Imagine trying to do simple tasks like riding a bus/train/taxi/car wearing easily 30 to 50 lbs. of fabric and steel with circumference of 6-8 feet. Could you manage that without indecently showing an ankle? Or how about sitting? Could you do that without tipping your skirt up? The satire to the right shows the various pitfalls that could occur while wearing crinolines: women could trip and fall to the ground, exposing their lower bodies. their skirts were so wide, they could knock people down/off stairs and chairs; women’s skirts could easily catch fire if they got too close to flame; be used as umbrellas; and if a person was being attacked by lions or a mob of women, the steel cage makes an excellent barrier to danger!
As the old saying goes, all good things must come to an end.

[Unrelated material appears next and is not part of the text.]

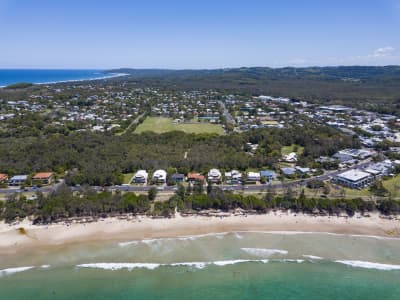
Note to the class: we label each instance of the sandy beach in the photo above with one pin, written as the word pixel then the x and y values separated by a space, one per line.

So must the end come for the wide bell skirts. The skirts were completely impractical and most of the steel (at least in elite Southern women’s crinolines) wound up being melted down to make cannons balls and weapons during the American Civil War. The high fashion that squeezed female bodies, restricted movement, and limited healthy activities and exercise led to increased in female health problems. The Women’s Dress Society and Reform Movementwas formed in 1881 in England. The movement sought to emulate Amelia Bloomer (1818-1894), an early leader in the Women’s suffragist movement and a proponent of eliminating restrictive and deformative clothing for women. Bloomer advocated a bifurcated, ankle-length, baggy trouser outfit that was nicknamed “bloomers” by her critics. This baggy trouser was adopted by the Rational Dress Reform Movement but did not become popular until after Amelia Bloomer’s death and only then because of the popularity of the bicycle. Bloomers were a safer alternative to wearing long skirts when cycling. The increased popularity for sports and exercise in the 1870s and 1880s, helped change the restrictive nature of women’s clothing.